No puede separarse la ofensiva lanzada por las fuerzas de la OTAN en las últimas semanas en Libia, con lo que está pasando en el resto del mundo. No será la primera ni la última vez que el imperialismo intente con la guerra resolver sus acuciantes problemas. Si no estuviéramos hablando de la muerte y la destrucción que trae aparejada la aventura militar en ese país del África, parecería que estamos ante una enorme operación propagandística que solamente persigue tapar los efectos de la irresoluble crisis que está atravesando el imperialismo mundial.
Además del petróleo, las fuerzas militares de las potencias imperialistas buscan asegurarse el establecimiento de sus fuerzas en una región del planeta convulsionada al extremo que, con los sucesos en Egipto y Túnez, cambiaron el mapa geopolítico de toda esa zona. Gadafi ya es historia, pero la Historia no se termina. Lo que sigue es una nueva experiencia de empantanamiento político y militar de las fuerzas de ocupación, tal como sucedió en Irak y Afganistán.

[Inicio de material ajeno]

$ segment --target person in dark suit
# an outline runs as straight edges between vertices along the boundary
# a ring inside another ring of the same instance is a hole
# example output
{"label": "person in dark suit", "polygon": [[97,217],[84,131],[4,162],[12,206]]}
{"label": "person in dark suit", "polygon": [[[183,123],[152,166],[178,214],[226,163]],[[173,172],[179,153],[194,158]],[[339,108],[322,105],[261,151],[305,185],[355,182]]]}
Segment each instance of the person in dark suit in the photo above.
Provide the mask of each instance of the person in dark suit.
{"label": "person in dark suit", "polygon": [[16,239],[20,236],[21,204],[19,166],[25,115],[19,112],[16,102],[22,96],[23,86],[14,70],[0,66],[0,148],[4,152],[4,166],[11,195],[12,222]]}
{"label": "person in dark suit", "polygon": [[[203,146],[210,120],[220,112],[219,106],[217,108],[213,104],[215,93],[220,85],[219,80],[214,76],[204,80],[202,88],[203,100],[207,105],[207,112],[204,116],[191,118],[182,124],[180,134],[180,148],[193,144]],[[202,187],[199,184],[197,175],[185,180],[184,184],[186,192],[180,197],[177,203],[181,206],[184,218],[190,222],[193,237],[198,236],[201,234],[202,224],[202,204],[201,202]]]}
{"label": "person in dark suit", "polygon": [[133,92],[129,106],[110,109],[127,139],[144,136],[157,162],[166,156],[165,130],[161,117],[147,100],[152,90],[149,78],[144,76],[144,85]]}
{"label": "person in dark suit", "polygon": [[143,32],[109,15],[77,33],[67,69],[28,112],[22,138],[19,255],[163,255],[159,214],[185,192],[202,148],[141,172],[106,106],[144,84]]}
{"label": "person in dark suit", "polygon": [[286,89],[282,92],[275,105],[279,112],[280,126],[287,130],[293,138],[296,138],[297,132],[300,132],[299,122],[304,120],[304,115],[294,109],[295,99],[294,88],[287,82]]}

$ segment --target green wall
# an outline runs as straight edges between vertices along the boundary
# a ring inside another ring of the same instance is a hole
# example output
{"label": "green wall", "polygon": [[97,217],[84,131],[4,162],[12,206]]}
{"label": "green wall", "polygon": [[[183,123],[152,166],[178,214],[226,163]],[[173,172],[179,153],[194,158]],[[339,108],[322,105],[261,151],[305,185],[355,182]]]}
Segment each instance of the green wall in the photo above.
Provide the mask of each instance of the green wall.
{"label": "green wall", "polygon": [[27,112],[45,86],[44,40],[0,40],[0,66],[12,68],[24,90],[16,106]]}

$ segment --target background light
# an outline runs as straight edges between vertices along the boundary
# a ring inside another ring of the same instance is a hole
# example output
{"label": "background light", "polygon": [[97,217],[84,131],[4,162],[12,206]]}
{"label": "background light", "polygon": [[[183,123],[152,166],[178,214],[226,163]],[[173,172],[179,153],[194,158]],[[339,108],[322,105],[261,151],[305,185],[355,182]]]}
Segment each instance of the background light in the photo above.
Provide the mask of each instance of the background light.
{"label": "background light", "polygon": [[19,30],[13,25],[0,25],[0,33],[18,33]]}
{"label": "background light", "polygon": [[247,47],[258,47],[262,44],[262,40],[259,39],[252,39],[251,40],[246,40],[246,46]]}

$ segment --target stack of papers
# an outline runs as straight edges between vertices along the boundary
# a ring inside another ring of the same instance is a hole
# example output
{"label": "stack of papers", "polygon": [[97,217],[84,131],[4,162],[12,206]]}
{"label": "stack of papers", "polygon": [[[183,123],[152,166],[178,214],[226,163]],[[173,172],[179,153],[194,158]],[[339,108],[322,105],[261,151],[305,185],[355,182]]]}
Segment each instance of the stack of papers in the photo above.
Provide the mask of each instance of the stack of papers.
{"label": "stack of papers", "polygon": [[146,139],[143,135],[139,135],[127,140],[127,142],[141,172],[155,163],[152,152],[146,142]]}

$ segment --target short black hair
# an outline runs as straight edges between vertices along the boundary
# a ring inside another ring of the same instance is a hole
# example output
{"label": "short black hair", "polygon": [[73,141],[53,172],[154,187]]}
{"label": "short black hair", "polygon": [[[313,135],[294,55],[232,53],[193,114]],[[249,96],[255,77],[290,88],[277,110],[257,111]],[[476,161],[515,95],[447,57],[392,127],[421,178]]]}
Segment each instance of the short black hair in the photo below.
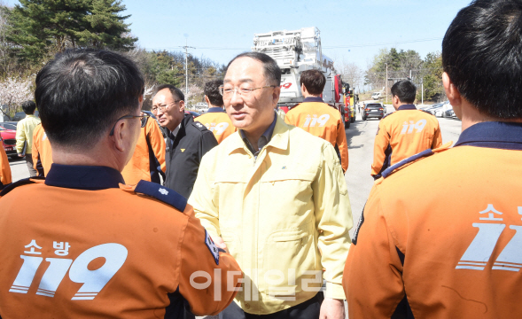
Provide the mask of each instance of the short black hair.
{"label": "short black hair", "polygon": [[222,80],[214,80],[205,83],[204,93],[214,106],[222,107],[224,105],[223,97],[219,93],[219,87],[222,85],[223,85]]}
{"label": "short black hair", "polygon": [[522,118],[522,1],[478,0],[462,9],[442,41],[442,66],[480,113]]}
{"label": "short black hair", "polygon": [[109,51],[58,53],[36,75],[35,97],[51,142],[90,149],[118,118],[139,107],[144,82],[128,58]]}
{"label": "short black hair", "polygon": [[310,94],[317,95],[323,93],[326,84],[326,78],[323,72],[319,70],[306,70],[301,72],[299,82],[300,85],[304,84]]}
{"label": "short black hair", "polygon": [[154,89],[152,90],[152,97],[154,97],[156,96],[156,94],[158,94],[158,92],[160,92],[163,89],[168,89],[168,90],[170,91],[170,94],[172,94],[172,97],[174,99],[178,99],[180,101],[185,100],[185,95],[183,94],[183,92],[182,92],[181,89],[179,89],[178,88],[176,88],[171,84],[156,85],[154,87]]}
{"label": "short black hair", "polygon": [[22,110],[26,114],[34,114],[36,109],[36,104],[34,101],[26,101],[22,103]]}
{"label": "short black hair", "polygon": [[417,94],[417,88],[415,84],[409,80],[401,80],[392,87],[392,96],[399,97],[401,103],[413,104],[415,102],[415,95]]}
{"label": "short black hair", "polygon": [[270,85],[280,85],[281,84],[281,69],[279,66],[277,66],[277,62],[275,59],[270,58],[270,56],[261,53],[261,52],[245,52],[237,55],[234,58],[229,62],[227,66],[227,69],[232,62],[237,60],[239,58],[253,58],[254,60],[258,60],[263,65],[264,69],[264,75],[267,81],[270,83]]}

Ni el pueblo libio, ni los demás pueblos de la región, ni tampoco los pueblos de los países ocupantes, son convidados de piedra en todo este proceso. Allí está el verdadero problema de la burguesía mundial. Sus discursos a favor de la paz y la democracia, más que letra muerta, son nuevo combustible que alimenta la indignación y el odio a esa clase. La lucha de clases condiciona toda iniciativa que quieran llevar adelante y ese es su principal problema político que ninguna guerra, ni ningún discurso, es capaz de frenar.